Activation improvements — key reveal, curl example, first-call nudge

Several small improvements to reduce the activation gap:

New API keys are revealed in full on creation (with a copy button) before being masked
A curl example using the new key is shown inline
A banner nudges users who have a key but haven't made their first call
Welcome email content updated — arrives 1 hour after signup with clearer next steps

2026-03-16 feature

Claude models updated to 1M token context window

claude-sonnet-4-6 and claude-opus-4-6 context windows updated to 1,048,576 tokens (1M) following Anthropic GA announcement on March 13 2026.

2026-03-16 feature

Added Vertex AI and Nemotron 3 Nano models

Vertex AI provider adapter added (Google's managed API endpoint, separate from the direct Gemini API). Nemotron 3 Nano 8B and 51B models added via AWS Bedrock.

2026-03-15 feature

OpenTelemetry observability — per-user OTLP export

Users can configure an OTLP endpoint in their profile to receive request telemetry (latency, token counts, routing decisions, provider used) as OpenTelemetry spans. Every response includes an X-Request-Id header for correlation.

2026-03-13 feature

Embeddings endpoint — /v1/embeddings

Added /v1/embeddings with embed-small and embed-large tier aliases. Backed by Amazon Titan Embed Text v2. Supports batch input and returns normalized vectors.

2026-03-13 feature

Coding preference — prefer:coding routing hint

Added prefer: "coding" as a routing hint. Routes to models with strong code benchmark scores within the selected tier.

2026-03-03 feature

Rate limiting — per-key token bucket

Token bucket rate limiter applied per API key. Limits are tier-based and visible in response headers (X-RateLimit-*). Concurrent overdraft prevention via atomic credit reservation.

2026-03-03 feature

Passwordless auth — email code login

Authentication switched to passwordless email codes. Enter your email, receive a 6-digit code, done. No passwords to manage or forget.

2026-03-03 feature

User accounts and API key management

Account system launched: sign up, manage API keys, view usage history, and add payment methods — all from /profile.

2026-03-02 feature

Stripe billing — credit top-ups

Credit-based billing via Stripe.
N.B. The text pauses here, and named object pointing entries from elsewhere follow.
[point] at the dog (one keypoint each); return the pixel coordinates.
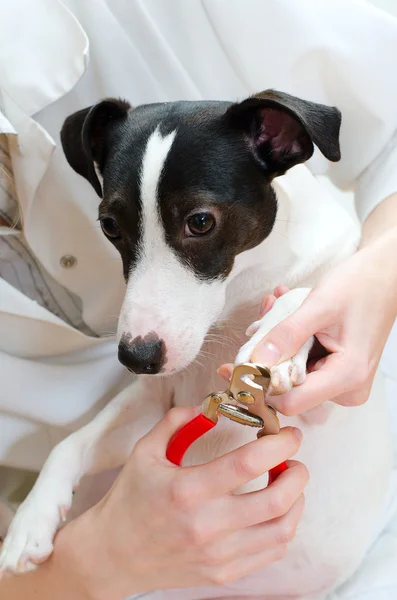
(211, 206)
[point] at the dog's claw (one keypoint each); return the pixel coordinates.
(63, 511)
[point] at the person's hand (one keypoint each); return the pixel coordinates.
(163, 526)
(351, 313)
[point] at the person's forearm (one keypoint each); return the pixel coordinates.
(381, 222)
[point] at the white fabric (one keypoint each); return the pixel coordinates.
(340, 52)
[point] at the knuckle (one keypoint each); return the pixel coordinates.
(198, 535)
(289, 333)
(286, 531)
(210, 557)
(280, 552)
(244, 466)
(221, 576)
(360, 372)
(278, 503)
(140, 451)
(182, 497)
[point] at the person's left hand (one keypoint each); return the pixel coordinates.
(351, 313)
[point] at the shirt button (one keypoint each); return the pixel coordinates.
(68, 261)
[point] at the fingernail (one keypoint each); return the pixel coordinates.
(298, 433)
(264, 305)
(267, 354)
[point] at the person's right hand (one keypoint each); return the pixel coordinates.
(163, 526)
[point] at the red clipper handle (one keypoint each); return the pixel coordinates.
(192, 431)
(184, 438)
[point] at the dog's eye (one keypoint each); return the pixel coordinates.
(199, 224)
(110, 227)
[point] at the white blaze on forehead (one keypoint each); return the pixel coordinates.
(163, 295)
(155, 155)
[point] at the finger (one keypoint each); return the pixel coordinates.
(335, 377)
(246, 565)
(264, 505)
(156, 441)
(286, 338)
(258, 538)
(280, 290)
(225, 474)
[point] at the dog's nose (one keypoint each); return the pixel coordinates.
(142, 356)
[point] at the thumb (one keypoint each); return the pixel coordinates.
(286, 338)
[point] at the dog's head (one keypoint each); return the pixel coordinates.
(185, 188)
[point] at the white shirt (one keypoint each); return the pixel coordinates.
(57, 58)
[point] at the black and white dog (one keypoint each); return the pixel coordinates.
(197, 199)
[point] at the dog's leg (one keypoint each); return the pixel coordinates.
(104, 443)
(293, 371)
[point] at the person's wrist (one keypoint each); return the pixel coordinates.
(83, 548)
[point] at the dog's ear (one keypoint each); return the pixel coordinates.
(84, 137)
(281, 129)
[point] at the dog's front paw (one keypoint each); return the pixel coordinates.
(29, 538)
(292, 371)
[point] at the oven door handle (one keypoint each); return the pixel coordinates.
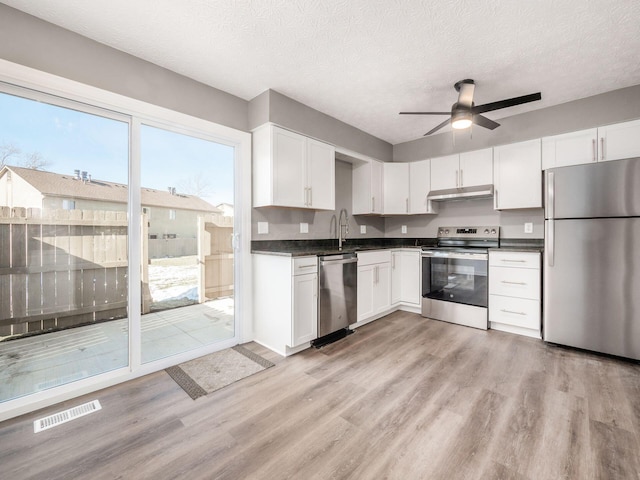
(460, 256)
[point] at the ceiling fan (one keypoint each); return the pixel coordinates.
(464, 112)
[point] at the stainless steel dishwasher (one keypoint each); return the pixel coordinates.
(337, 299)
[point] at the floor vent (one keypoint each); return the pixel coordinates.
(66, 416)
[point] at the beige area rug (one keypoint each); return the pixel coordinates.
(207, 374)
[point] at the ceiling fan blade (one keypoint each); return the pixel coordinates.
(425, 113)
(510, 102)
(485, 122)
(443, 124)
(465, 97)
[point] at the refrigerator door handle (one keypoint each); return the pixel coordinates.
(549, 244)
(551, 195)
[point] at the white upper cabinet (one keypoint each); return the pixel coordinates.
(406, 186)
(444, 172)
(611, 142)
(570, 149)
(419, 186)
(517, 175)
(321, 176)
(469, 169)
(476, 168)
(367, 188)
(396, 188)
(291, 170)
(618, 141)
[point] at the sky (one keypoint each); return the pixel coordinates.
(69, 140)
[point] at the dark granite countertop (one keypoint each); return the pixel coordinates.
(300, 248)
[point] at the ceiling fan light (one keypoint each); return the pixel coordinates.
(461, 119)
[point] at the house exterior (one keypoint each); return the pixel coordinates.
(170, 215)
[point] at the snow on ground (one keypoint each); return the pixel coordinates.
(173, 282)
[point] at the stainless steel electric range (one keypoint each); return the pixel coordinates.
(454, 275)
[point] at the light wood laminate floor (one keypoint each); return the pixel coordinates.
(404, 397)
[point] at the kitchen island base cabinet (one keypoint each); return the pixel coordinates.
(285, 305)
(374, 285)
(405, 279)
(515, 292)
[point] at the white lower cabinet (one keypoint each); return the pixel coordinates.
(405, 277)
(374, 284)
(514, 292)
(285, 302)
(517, 175)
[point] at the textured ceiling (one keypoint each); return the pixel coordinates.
(363, 61)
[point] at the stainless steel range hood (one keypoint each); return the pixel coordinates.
(479, 191)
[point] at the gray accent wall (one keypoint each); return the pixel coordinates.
(34, 43)
(293, 115)
(611, 107)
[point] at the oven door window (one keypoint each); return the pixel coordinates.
(455, 280)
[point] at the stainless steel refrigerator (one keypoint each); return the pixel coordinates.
(592, 257)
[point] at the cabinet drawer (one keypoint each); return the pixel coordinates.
(302, 265)
(514, 282)
(514, 259)
(514, 311)
(373, 257)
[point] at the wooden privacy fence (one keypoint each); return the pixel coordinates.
(64, 268)
(215, 257)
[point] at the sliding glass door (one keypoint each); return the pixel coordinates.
(63, 244)
(187, 197)
(118, 243)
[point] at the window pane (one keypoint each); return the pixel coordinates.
(63, 245)
(187, 270)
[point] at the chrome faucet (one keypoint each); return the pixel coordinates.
(343, 228)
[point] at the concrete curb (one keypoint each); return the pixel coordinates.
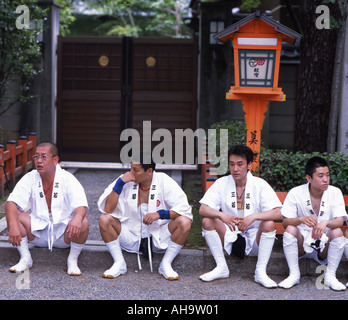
(95, 255)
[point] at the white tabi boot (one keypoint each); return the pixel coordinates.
(346, 253)
(334, 255)
(165, 268)
(291, 254)
(265, 249)
(75, 250)
(119, 267)
(25, 261)
(214, 243)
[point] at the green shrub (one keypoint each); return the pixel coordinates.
(282, 169)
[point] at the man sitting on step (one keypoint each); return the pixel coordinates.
(238, 213)
(144, 206)
(47, 208)
(313, 215)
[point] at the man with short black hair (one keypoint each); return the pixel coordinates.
(144, 206)
(313, 215)
(47, 208)
(238, 213)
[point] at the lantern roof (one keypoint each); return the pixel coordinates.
(270, 25)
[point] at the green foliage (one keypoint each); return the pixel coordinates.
(282, 169)
(236, 135)
(65, 16)
(138, 18)
(19, 50)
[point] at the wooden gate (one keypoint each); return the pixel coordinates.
(106, 85)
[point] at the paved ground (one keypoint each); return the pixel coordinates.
(47, 280)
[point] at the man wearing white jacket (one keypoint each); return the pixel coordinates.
(313, 215)
(238, 213)
(47, 208)
(144, 204)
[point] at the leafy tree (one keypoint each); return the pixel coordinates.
(142, 17)
(19, 50)
(65, 15)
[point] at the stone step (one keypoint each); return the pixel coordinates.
(95, 255)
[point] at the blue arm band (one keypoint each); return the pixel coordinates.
(118, 186)
(164, 214)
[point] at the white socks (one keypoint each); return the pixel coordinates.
(165, 268)
(291, 254)
(334, 255)
(119, 267)
(265, 249)
(75, 250)
(25, 261)
(214, 243)
(335, 251)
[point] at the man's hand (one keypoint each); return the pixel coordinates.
(231, 221)
(150, 218)
(319, 229)
(128, 177)
(245, 222)
(15, 237)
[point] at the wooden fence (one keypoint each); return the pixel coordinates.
(16, 160)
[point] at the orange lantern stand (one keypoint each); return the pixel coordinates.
(257, 43)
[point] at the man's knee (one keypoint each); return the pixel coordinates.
(336, 233)
(267, 226)
(184, 223)
(291, 230)
(85, 225)
(208, 224)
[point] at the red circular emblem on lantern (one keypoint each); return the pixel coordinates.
(260, 61)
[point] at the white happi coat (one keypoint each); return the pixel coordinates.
(298, 204)
(258, 197)
(67, 195)
(164, 193)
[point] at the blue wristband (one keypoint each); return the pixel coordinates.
(164, 214)
(118, 186)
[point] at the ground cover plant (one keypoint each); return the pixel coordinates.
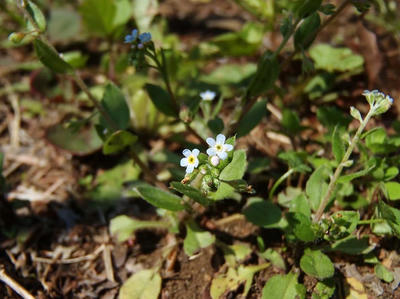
(199, 149)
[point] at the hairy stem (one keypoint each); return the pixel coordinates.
(339, 169)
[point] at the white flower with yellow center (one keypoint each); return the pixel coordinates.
(190, 161)
(218, 147)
Add credits to your account and they are deducted at cost as you make requests. A 4% platform fee (minimum $0.80) applies to each top-up.

2026-03-01 feature

Public launch — model routing API

Initial release. One endpoint (/v1/chat/completions), OpenAI-compatible, routes across Anthropic, OpenAI, and Google Gemini. Circuit-breaker failover, streaming support, cost-based tier selection.